Inwiefern werden trans Menschen diskriminiert?
Betroffen sind vor allem Kinder und Jugendliche an Schulen. Es kommt vor, dass die Schulleitung sich weigert, einen neuen Namen anzuerkennen. Oder sie verbietet dem Kind, eine bestimmte Umkleide zu benutzen. Im Arbeitsleben gibt es einige Mobbing-Fälle bei denen trans Menschen betroffen sind. Zum Beispiel wurde schon manchen gekündigt, wenn sie gerade ihren OP-Termin hatten und daher nicht arbeiten konnten.
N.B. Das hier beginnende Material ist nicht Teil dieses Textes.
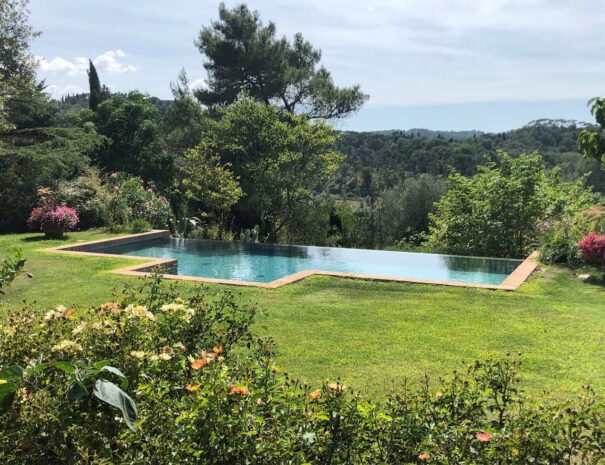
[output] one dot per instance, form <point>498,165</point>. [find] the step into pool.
<point>264,263</point>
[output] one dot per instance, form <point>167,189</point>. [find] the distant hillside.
<point>430,134</point>
<point>379,160</point>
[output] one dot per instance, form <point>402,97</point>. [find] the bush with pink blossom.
<point>53,220</point>
<point>592,247</point>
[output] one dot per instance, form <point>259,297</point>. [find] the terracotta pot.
<point>53,231</point>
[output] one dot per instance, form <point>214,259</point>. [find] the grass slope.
<point>372,334</point>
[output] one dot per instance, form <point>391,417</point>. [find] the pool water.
<point>263,263</point>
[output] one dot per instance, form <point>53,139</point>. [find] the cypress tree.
<point>94,84</point>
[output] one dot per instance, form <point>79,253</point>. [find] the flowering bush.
<point>559,239</point>
<point>140,201</point>
<point>208,392</point>
<point>593,248</point>
<point>60,217</point>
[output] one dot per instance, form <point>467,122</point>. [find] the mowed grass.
<point>371,334</point>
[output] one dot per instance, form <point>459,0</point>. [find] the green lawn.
<point>370,334</point>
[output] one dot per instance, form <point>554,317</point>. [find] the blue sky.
<point>489,65</point>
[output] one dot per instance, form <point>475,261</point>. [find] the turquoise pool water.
<point>264,263</point>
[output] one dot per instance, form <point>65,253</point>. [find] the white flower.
<point>138,354</point>
<point>173,308</point>
<point>67,346</point>
<point>78,329</point>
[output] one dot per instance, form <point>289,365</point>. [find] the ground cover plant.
<point>152,377</point>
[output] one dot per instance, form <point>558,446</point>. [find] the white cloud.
<point>108,62</point>
<point>199,84</point>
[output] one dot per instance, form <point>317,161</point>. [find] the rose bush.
<point>207,391</point>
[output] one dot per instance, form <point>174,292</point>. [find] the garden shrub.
<point>592,247</point>
<point>38,157</point>
<point>131,199</point>
<point>87,195</point>
<point>208,392</point>
<point>498,212</point>
<point>559,241</point>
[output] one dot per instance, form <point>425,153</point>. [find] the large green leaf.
<point>77,390</point>
<point>11,373</point>
<point>113,395</point>
<point>119,374</point>
<point>7,394</point>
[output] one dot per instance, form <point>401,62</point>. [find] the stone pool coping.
<point>511,283</point>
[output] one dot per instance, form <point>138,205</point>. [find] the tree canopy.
<point>592,140</point>
<point>130,122</point>
<point>280,162</point>
<point>243,54</point>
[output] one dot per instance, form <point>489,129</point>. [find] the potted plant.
<point>53,220</point>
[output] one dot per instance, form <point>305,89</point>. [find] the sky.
<point>489,65</point>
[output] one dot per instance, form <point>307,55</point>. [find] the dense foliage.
<point>278,161</point>
<point>39,157</point>
<point>130,124</point>
<point>243,55</point>
<point>499,211</point>
<point>202,389</point>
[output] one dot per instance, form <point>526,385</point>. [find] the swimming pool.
<point>266,263</point>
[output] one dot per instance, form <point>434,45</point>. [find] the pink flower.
<point>62,215</point>
<point>593,247</point>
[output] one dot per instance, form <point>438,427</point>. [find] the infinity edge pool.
<point>517,277</point>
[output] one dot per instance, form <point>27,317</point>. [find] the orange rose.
<point>239,390</point>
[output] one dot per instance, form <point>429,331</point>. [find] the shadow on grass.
<point>43,238</point>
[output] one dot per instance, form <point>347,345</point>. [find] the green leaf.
<point>11,373</point>
<point>77,390</point>
<point>65,367</point>
<point>113,395</point>
<point>101,364</point>
<point>119,374</point>
<point>7,395</point>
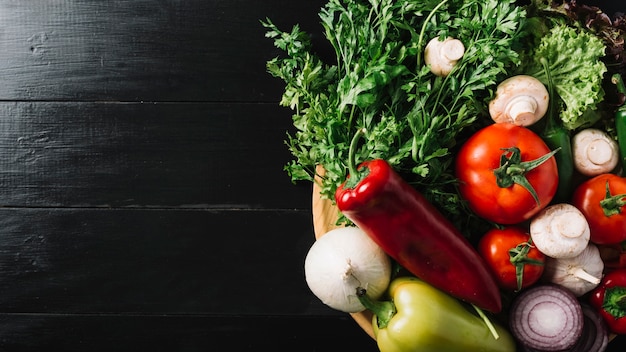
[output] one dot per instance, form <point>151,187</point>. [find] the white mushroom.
<point>579,274</point>
<point>442,56</point>
<point>521,100</point>
<point>560,231</point>
<point>595,152</point>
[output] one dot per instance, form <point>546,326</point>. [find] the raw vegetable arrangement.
<point>474,154</point>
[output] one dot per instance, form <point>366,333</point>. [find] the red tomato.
<point>505,202</point>
<point>605,213</point>
<point>514,261</point>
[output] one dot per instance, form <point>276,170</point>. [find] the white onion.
<point>342,260</point>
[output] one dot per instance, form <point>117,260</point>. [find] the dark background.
<point>143,202</point>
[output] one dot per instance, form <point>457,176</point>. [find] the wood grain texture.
<point>111,154</point>
<point>142,50</point>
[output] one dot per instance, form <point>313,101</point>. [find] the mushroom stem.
<point>583,275</point>
<point>595,152</point>
<point>522,109</point>
<point>520,99</point>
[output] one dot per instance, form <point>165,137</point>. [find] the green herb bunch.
<point>379,81</point>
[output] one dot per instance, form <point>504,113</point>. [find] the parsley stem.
<point>423,31</point>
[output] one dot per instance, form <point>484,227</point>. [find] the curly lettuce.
<point>574,59</point>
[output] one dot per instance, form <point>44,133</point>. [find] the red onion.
<point>594,338</point>
<point>546,317</point>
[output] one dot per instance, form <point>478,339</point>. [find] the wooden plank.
<point>142,50</point>
<point>95,261</point>
<point>169,333</point>
<point>145,154</point>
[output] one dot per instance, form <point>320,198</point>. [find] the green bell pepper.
<point>420,317</point>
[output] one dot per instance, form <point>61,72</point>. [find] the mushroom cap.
<point>594,152</point>
<point>442,56</point>
<point>560,231</point>
<point>520,99</point>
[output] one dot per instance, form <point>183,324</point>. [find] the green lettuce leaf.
<point>573,57</point>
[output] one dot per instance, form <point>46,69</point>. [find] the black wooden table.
<point>143,202</point>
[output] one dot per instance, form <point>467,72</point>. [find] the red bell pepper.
<point>415,233</point>
<point>609,298</point>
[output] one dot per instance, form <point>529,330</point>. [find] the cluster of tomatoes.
<point>507,248</point>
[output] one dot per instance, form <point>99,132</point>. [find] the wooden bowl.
<point>325,216</point>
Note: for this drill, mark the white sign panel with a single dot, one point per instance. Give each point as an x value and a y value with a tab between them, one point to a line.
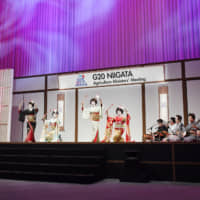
112	77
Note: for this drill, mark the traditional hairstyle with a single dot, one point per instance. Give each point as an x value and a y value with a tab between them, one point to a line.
192	115
160	121
31	103
179	117
93	100
173	119
119	109
55	111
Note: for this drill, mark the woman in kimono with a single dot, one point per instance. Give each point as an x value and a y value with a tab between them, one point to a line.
30	116
121	124
109	127
50	132
94	114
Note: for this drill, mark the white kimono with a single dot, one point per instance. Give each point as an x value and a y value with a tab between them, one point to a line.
94	113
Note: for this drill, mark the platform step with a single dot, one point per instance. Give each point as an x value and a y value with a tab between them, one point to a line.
52	158
52	177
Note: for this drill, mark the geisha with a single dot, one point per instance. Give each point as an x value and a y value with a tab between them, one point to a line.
30	116
51	129
94	114
121	124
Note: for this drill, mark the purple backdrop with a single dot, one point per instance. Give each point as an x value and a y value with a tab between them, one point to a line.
52	36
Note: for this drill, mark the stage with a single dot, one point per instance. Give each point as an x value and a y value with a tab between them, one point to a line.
88	163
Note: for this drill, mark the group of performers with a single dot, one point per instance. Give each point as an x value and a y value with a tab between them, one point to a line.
175	131
51	128
117	126
114	130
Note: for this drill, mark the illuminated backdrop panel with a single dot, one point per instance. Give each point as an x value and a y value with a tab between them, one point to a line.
53	36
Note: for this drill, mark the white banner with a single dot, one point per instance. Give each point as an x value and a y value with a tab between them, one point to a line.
112	77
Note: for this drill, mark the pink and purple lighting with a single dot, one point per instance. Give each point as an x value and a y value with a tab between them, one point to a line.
55	36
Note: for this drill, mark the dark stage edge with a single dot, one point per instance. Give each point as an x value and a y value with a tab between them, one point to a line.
88	162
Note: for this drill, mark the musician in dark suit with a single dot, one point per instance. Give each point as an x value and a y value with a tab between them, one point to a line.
162	131
192	128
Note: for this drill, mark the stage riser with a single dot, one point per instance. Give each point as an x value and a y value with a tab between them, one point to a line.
51	159
163	162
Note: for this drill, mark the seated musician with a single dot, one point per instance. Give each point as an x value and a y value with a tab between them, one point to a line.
192	128
180	129
172	131
162	131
Als Kündigungsgrund hieß es dann, dass diese Menschen nicht bei der Arbeit erschienen seien.

Was muss getan werden, um die Situation zu verbessern?
Aufklärung in allen gesellschaftlichen Bereichen, wie zum Beispiel in Unternehmen, Behörden, Medien und Schulen ist ein Muss. Das Bild, das uninformierte Menschen von trans- und intersexuellen Menschen haben, ist häufig exotisierend oder von Missverständnissen geprägt. Trans ist wie Intersexualität nach dem Forschungsstand der letzten Jahre angeboren und keine psychische Störung. Besonders Kinder und Jugendliche sind extrem verletzlich und bedürfen besonderem Schutz davor, schikaniert zu werden. Erzieher und Erzieherinnen und Lehrer und Lehrerinnen müssen genauso wie Eltern zertifizierte Beratungs- und Fortbildungsangebote vorfinden. Die Deutsche Gesellschaft für Transidentität und Intersexualität bietet als eine von drei Einrichtungen entsprechende Fortbildungen an, wie auch Fortbildungen für verschiedene Berufsgruppen.

Das Programm:

Beim Trans-Kongress finden am Samstag, dem 5. und Sonntag, dem 6. Oktober, viele Workshops statt. Die Themen sind trans Chirurgie und die verschiedenen Methoden, Trans in der Gleichstellungsarbeit und Politik, Trans im Sport, Trans in der Pflege und im Alter und Trans für Pädagogen. Thema ist auch die nicht-binäre Selbstbestimmung, bei der sich Menschen weder als weiblich noch als männlich identifizieren. Außerdem stehen Trans und Religion sowie Gewaltprävention auf der Tagesordnung. Der Kongress findet im Freiland in der Friedrich-Engels-Straße 22 statt. Ergänzt werden die Workshops durch das Abendprogramm „Bunte Kühe im Grünen Gras" am Samstag um 19.30 Uhr. Das Programm aus Musik, Theater und Interviews richtet sich an Menschen mit und ohne Trans-Hintergrund. Der Eintritt kostet 15 Euro, für Konferenzteilnehmer ist er frei.